Banyaknya orang-orang mengaku sebagai Nabi atau Rasul baru di tanah Jawa antara lain dipicu oleh keyakinan adanya mitos akan datangnya Ratu Adil. Mitos yang diambil dari ramalan manusia biasa tentunya bagi umat Islam adalah sesuatu yang dilarang, karena ramalan yang disampaikan selain Rasulullah Muhammad saw, adalah keyakinan yang batil dan dapat dikategorikan sebagai kemusrikan yang harus diingkari.
Keinginan manusia untuk mewujudkan keadilan hanya dapat diwujudkan dengan ketaqwaan sebagaimana firman Allah yang artinya;
Dan demikian (pula) Kami telah menjadikan kamu (ummat Islam), ummat yang adil dan pilihan agar kamu menjadi saksi atas (perbuatan) manusia dan agar Rasul (Muhammad) menjadi saksi atas (perbuatan) kamu. ………...(QS. 2:143)
…………..Berlaku adillah, karena adil itu lebih dekat kepada taqwa. Dan bertaqwalah kepada Allah, sesungguhnya Allah Maha Mengetahui apa yang akamu kerjakan. (QS. 5:8)
Hai Daud, sesungguhnya Kami menjadikan kamu khalifah (penguasa) di muka bumi, maka berilah keputusan (perkara) di antara manusia dengan adil dan janganlah kamu mengikuti hawa nafsu, karena ia akan menyesatkan kamu dari jalan Allah. Sesungguhnya orang-orang yang sesat dari jalan Allah akan mendapat azab yang berat, karena mereka melupakan hari perhitungan. (QS. 38:26)
Mitos kedatangan ratu adil dalam keyakinan orang jawa, atau umat islam di tanah jawa perlu diluruskan penjabarannya. Bahwa dengan Islam yang sesuai dengan Al-Qur’an dan As-Sunnah dan diamalkan akan membuat setiap pribadi menjadi bertaqwa, dan itulah pangkal keadilan.

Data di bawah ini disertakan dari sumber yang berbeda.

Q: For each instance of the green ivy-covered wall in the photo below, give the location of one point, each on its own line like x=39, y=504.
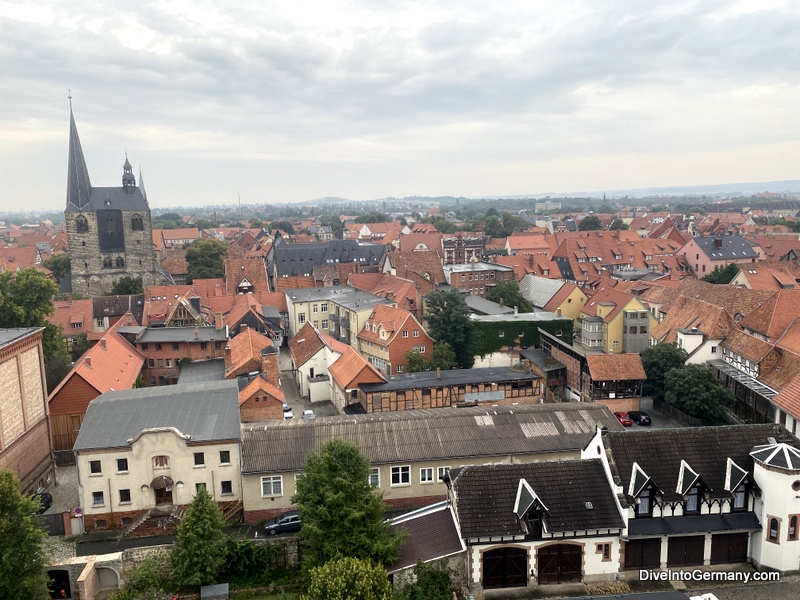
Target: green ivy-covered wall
x=488, y=337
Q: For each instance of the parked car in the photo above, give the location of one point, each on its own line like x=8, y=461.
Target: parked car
x=624, y=418
x=640, y=417
x=285, y=523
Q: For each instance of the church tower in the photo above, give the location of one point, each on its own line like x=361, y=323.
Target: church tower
x=109, y=230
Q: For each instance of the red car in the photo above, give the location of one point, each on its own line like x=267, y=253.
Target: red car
x=624, y=418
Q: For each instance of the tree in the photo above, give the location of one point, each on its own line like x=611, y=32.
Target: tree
x=448, y=320
x=590, y=223
x=127, y=285
x=58, y=264
x=205, y=258
x=509, y=294
x=349, y=579
x=722, y=275
x=415, y=362
x=618, y=224
x=200, y=548
x=429, y=582
x=696, y=391
x=23, y=568
x=443, y=356
x=342, y=513
x=657, y=362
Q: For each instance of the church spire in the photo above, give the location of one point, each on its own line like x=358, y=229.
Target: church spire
x=78, y=185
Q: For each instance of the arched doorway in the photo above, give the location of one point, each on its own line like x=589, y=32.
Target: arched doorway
x=505, y=567
x=59, y=583
x=560, y=563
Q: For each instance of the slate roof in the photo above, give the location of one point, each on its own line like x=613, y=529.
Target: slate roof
x=445, y=434
x=614, y=367
x=207, y=411
x=705, y=449
x=300, y=259
x=485, y=497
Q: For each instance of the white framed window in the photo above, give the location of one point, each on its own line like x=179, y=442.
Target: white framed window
x=401, y=475
x=375, y=477
x=272, y=485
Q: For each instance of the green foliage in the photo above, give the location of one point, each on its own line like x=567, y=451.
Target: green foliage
x=618, y=224
x=199, y=551
x=342, y=514
x=448, y=321
x=149, y=580
x=488, y=337
x=590, y=223
x=722, y=275
x=205, y=259
x=429, y=582
x=508, y=293
x=127, y=285
x=23, y=567
x=657, y=362
x=696, y=391
x=349, y=579
x=58, y=264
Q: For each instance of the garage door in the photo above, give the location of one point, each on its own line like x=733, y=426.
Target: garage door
x=505, y=567
x=685, y=551
x=729, y=548
x=643, y=554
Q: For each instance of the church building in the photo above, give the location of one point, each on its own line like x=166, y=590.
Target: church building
x=109, y=230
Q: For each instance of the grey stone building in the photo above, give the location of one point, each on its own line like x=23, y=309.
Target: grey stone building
x=109, y=230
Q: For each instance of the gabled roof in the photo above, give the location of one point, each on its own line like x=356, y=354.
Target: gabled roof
x=706, y=449
x=577, y=493
x=111, y=364
x=609, y=367
x=206, y=411
x=305, y=344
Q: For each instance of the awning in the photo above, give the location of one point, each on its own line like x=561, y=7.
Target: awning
x=161, y=482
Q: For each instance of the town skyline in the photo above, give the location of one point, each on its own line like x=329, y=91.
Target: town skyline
x=285, y=104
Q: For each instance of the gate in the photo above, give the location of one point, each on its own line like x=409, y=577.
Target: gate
x=560, y=563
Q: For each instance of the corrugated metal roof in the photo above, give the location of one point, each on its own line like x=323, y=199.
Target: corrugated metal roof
x=433, y=434
x=205, y=411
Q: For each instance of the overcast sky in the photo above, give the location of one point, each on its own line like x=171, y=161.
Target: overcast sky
x=287, y=101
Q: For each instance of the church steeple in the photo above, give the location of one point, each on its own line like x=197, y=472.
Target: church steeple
x=128, y=180
x=78, y=185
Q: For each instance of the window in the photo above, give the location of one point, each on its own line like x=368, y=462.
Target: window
x=272, y=485
x=426, y=475
x=401, y=475
x=772, y=533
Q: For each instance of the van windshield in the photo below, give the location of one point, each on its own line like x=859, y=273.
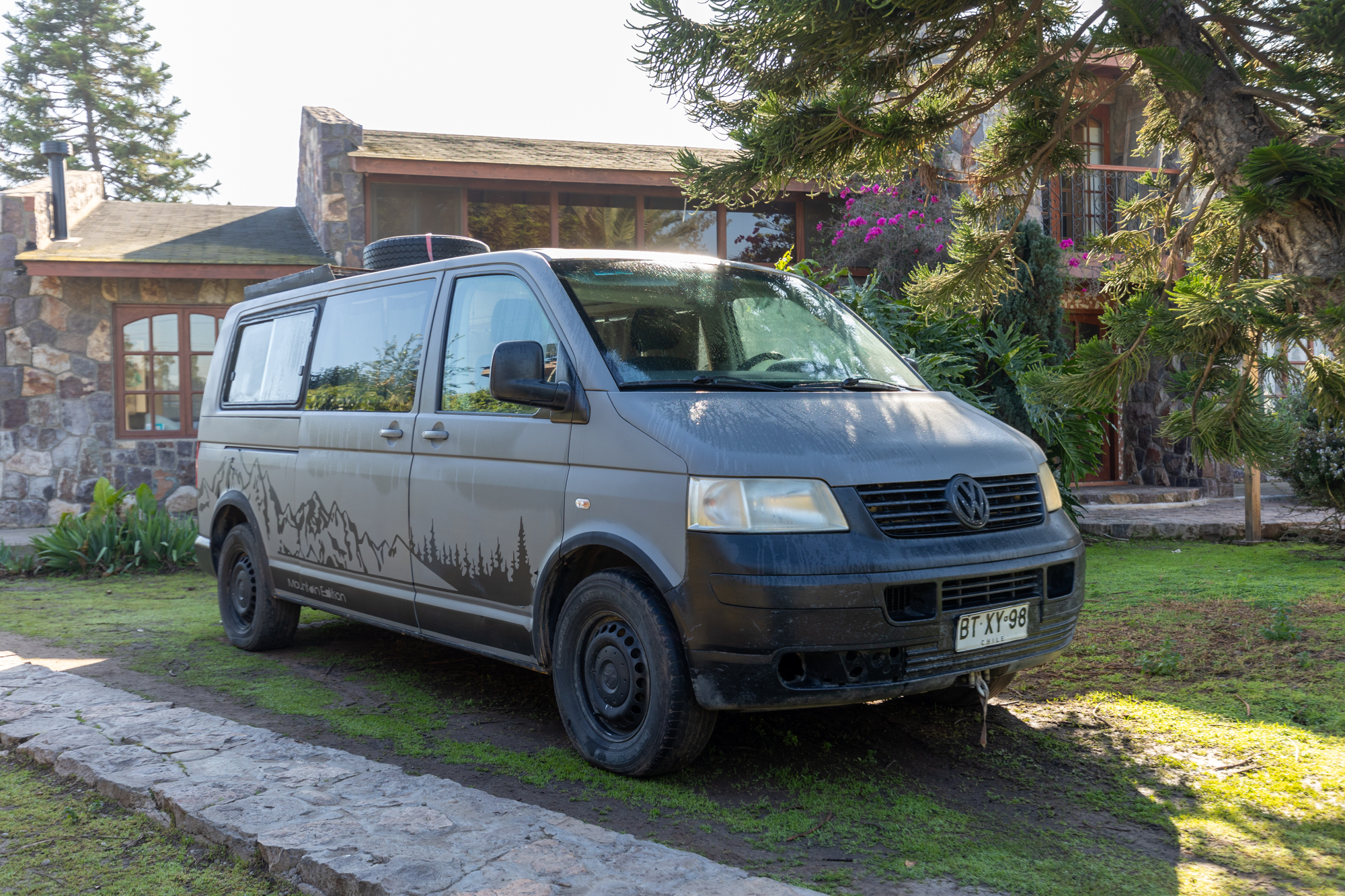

Untuk menjadi manusia yang bertaqwa perlu melatih diri dengan rajin mengendalikan hawa nafsu, sehingga kwalitas ketinggian derajad manusia akan terangkat disisi Allah, Tuhan pemilik, pencipta, dan pemelihara semesta Alam.
Untuk mewujudkan hal yang demikian dituntut kepada para ‘alim ‘ulama yang sholih, untuk menyempurnakan umat dengan Al-Qur’an dan As-Sunnah, dan mengajak umat agar umat bertekun untuk mengilmui, mengimani dan mengamalkan Al-Qur’an dan As-Sunnah, dan dijauhi segala, tambahan-tambahan yang tidak dituntunkan oleh Rasulullah Muhammad saw.
Sudah waktunya ‘ulama-‘ulama sholih untuk bekerja keras turun gunung, berbaur dengan masyarakat Islam untuk membimbing umat secara sungguh-sungguh, agar umat lurus dalam beragama Islam dan tidak disesatkan oleh para orang-orang kafir, fasik dan munafik yang hendak menyesatkan umat Islam dari jalan yang lurus.